Sunday, September 6, 2009

Infrastructure contract re-negotiations and incentive distortions

I had blogged earlier about the moral hazard generated by a slew of contract re-negotiation in concession agreements and PPP projects in recent years, as potential bidders realize that they can bid low in order to bag the project and then re-negotiate more favorable terms later.

A World Bank study which examined 1,000 Latin American concession contracts awarded between the mid 1980s and 2000, found that 30% of all contracts were renegotiated, with the renegotiations most often favoring the concessionaire - in 62% of the cases they led to tariff increases, in 38% to extensions of the concession term and in 62% to reductions in investment obligations.

In a recent NBER working paper, Eduardo Engel, Ronald Fischer, and Alexander Galetovic examined data on Chilean experience with re-negotiations of 50 PPP projects in the 1993-2006 period and finds four observable predictions - "(i) in a competitive market, firms lowball their offers, expecting to break even through renegotiation, (ii) renegotiations compensate lowballing and pay for additional expenditure, (iii) governments use renegotiation to increase spending and shift the burden of payments to future administrations, and (iv) there are significant renegotiations in the early stages of the contract, e.g. during construction."

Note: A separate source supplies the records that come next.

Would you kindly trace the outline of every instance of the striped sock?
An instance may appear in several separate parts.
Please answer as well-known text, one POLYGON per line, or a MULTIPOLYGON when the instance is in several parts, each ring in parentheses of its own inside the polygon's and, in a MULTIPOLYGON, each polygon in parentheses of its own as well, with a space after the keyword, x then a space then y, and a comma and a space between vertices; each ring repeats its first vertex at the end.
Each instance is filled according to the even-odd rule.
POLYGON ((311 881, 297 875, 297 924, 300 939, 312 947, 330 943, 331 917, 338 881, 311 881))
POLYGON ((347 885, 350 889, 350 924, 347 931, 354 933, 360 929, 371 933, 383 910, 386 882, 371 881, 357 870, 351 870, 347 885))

The 50 PPP projects - 26 roads, 10 airports, three jails, two water reservoirs, five public transportation infrastructure projects and four other miscellaneous projects - were renegotiated 148 times in the period, boosting the committed investments from $8.5 bn to $11.3 bn. They find that the overwhelming majority (83% of the total amount or $2.3 bn) of the re-negotiations was the result of 78 bilateral renegotiations (and rest through arbitration panels), and only 35% of the additional cost (or payments to the concessionaire) was paid by the administration that renegotiated. Of the $2.3 bn re-negotiated and awarded bilaterally, 84% corresponds to payments for additional works, while the remaining 16% correspond to additional payments for works included in the original contract. The largest share of renegotiations are in urban highway projects. It was found that 73% of the total amount was renegotiated shortly after the concession was auctioned, that is during the construction phase.

While I had highlighted the incentives for private partners to quote low and bag the project under whatever conditions and then re-negotiatiate favorable terms, the authors focus attention on government's use rengotiations to circumvent budgetary constraints. They force re-negotiations to broaden the scope of the projects to include newer components and activities or expansion of the concessions to cover more areas.

As the Chilean examples demonstrates, such re-negotiations enables the government to shift the burden of expenditure on an immediately needed infrastructure work (say on an extension of the road or water supply network) to the concessionaire, though at considerable cost to the public exchequer. During these rengotiations, the concessionaires typically wring out much more favorable terms than granted in the original concession agreement. Not only does the present administration evade the need to commit to additional spending on important infrastructure requirements, it also shifts the burden of these current spending expenditures to the latter governments. In other words, the concessionaire ends up "lending to" the present government by renegotiating the contract in return for payments made by future administrations.

Though re-negotiations in India have hitherto been driven more by the concessionaires forcing the issue of incomplete contracts or changes in the contract (and market) environment, it is only a matter of time before governments take the lead in re-negotiating PPP contracts. And given the natural advantage held by the concessionaire in such renegotiations, it is only to be expected that the concessionaires will be only too happy to oblige.

Power generation projects are a fertile ground for such re-negotiations. In view of the massive power deficits, it is natural to expect governments to offer proposals for capacity expansions after the Power Purchase Agreements (PPAs) are signed for a particular generation capacity. The considerable time that typically elapses between the signing of the PPAs and the start of construction (due to various delays like handing over of site and financial closure) only increases the possibility of such offers.

With demand increasing at a staggering pace, governments will find it convenient to request the existing developer to increase the capacity of the project under construction rather than wait to complete the entire bidding process for a new project. Further, in order to get the concessionaire to accept the proposal, governments are most likely to be ready to revise the terms of the original PPA with more attractive terms.

And even if governments, by themselves, will not take the initiative to make these offers, it is clearly in the interest of the private concesssionaire to get governments to put forward such re-negotiation proposals. Such incentives opens up possibilities for corruption and rent-seeking on a massive scale. Either way, there exists strong incentives to renegotiate PPP and other types of projects in power generation (and many other sectors).

The authors suggest that if PPP investments (including the renegotiated amounts) are counted as current government spending, the incentives to renegotiate contracts to increase spending is minimized.